Faithfull’s Escape Vehicle No 2 was, he says, “a truly pathetic object” – inspired by a Victorian plan for a flying machine. But by Escape Vehicle No 4 Faithfull’s ideas were really taking off. His boiler suit tethered to a hot-air balloon made of dustsheets “actually flew off, and disappeared!” he says. “Although it later came down on an elderly couple’s patio while they were taking tea in the garden.”

But it’s the 25-minute film of Escape Vehicle No 6 that sends the emotions on the giddiest trip. You watch, in horrified fascination, as a generic office chair rises 18 miles (over South East England) dangling from a weather balloon.

The sound of static is ritualistically punctuated by a bell-tolling noise (which is actually sending back a GPS signal) as the chair twitches vulnerably in an environment where there’s no oxygen and the temperature is minus 60 degrees. Suddenly there’s a violent spasm and a leg hurtles off into the void.

“At that point, the pressure has burst the balloon off camera,” Faithfull says, “and the chair is actually falling. Only you can’t tell because there are no reference points.” While captivating at its most basic, physical level, Faithfull’s work also speaks of the futility of human attempts to escape “the trivial, the mundane and the self”. And also of the beauty in the soul’s constant attempts to soar beyond “the forces of everyday reality”.

And that is so, SO much better than an ad.

Nov 272009
 

bg

This one comes from regular reader Matt, who asks if I’d care to shell out $30 for an acre of land — on Mars.

Yes, the people from the Lunar Embassy have expanded.

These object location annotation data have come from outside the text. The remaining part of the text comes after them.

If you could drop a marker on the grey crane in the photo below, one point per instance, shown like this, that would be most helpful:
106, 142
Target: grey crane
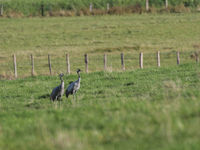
58, 91
74, 86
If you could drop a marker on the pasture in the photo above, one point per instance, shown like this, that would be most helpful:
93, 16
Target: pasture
149, 109
96, 35
143, 109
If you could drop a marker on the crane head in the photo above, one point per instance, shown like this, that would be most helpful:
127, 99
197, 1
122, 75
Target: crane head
61, 75
78, 70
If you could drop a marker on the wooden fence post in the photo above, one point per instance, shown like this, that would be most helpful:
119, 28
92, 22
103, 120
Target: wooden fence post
90, 7
178, 58
105, 62
32, 64
141, 60
147, 5
68, 63
42, 9
49, 62
108, 6
1, 10
86, 63
122, 61
15, 65
158, 58
166, 4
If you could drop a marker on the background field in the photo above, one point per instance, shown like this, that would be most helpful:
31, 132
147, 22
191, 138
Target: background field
153, 108
20, 8
97, 35
149, 109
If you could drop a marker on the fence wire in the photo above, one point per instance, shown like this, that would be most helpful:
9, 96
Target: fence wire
95, 63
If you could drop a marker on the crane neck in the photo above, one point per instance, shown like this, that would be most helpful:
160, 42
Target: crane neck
61, 79
79, 77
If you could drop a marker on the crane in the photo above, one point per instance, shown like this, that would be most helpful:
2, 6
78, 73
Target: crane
58, 91
74, 86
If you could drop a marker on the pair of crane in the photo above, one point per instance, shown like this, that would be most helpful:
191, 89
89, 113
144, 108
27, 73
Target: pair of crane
73, 87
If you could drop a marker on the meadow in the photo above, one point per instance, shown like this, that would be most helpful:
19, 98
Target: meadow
96, 35
149, 109
143, 109
19, 8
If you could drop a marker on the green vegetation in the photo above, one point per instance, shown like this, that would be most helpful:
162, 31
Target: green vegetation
96, 35
149, 109
78, 7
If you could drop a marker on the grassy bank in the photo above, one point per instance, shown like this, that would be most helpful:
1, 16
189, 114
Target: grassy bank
97, 35
19, 8
143, 109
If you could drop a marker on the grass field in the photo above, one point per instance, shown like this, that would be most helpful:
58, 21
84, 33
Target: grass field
149, 109
96, 35
19, 8
143, 109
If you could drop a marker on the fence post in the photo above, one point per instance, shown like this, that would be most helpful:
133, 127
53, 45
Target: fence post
105, 62
197, 57
178, 58
166, 4
147, 5
32, 64
1, 10
42, 9
122, 61
15, 65
108, 6
68, 63
49, 62
86, 63
158, 58
141, 60
90, 7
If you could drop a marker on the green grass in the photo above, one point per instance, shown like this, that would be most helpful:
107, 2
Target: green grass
32, 7
149, 109
96, 35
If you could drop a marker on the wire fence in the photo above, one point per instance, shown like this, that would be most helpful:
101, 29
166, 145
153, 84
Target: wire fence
94, 63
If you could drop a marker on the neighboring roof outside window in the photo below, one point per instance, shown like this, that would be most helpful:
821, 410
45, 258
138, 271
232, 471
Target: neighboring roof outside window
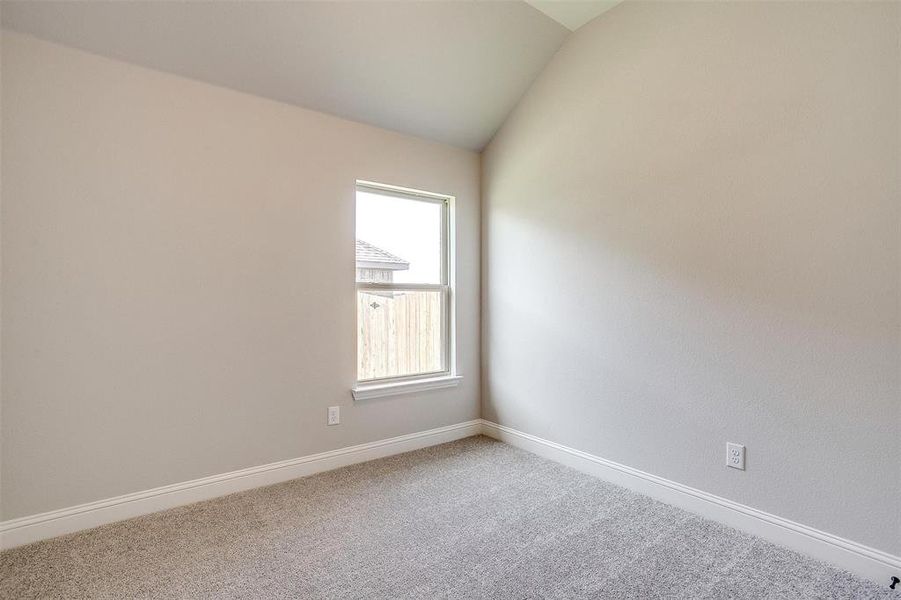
373, 257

At BuyMars.com you can get a gift package (just in time for Christmas shopping) that includes:

Mars Deed copy

Martian Deed: legal document listing the actual location of the purchased property by quadrant, lot number, latitude and longitude.

*Standard Package does not include custom name print on the Martian Deed. Custom name print is included in a Premium & Deluxe Package.

Martian Map: marks a dot showing the exact location of the purchased property by quadrant, lot number, latitude and longitude.

Martian Codes Covenants and Restrictions: single page outlining the important facts such as a preamble, our mission, articles 1-8 of covenants and restrictions, and epilogue.

Custom Packaging: all documents are packaged in an attractive, futuristic envelope designed to enhance the experience of gift giving.

*Standard Package does not come wrapped in a gift box. Custom Packaging display may vary.

Wikipedia has a strangely sparse article on the legalities of private ownership of space, but my guess is that, when it gets finally settled (ha!) in court, the doctrine of possession being nine-tenths of the law will come into play. Ie. If you have the deed, great — if you’re there. If you’re stuck here on Earth, and your Mars Acre happens to be where the Russia-China consortium wants to build their Mars Base (I propose the term “Marsoleum”), then you’re going to be Es Oh El.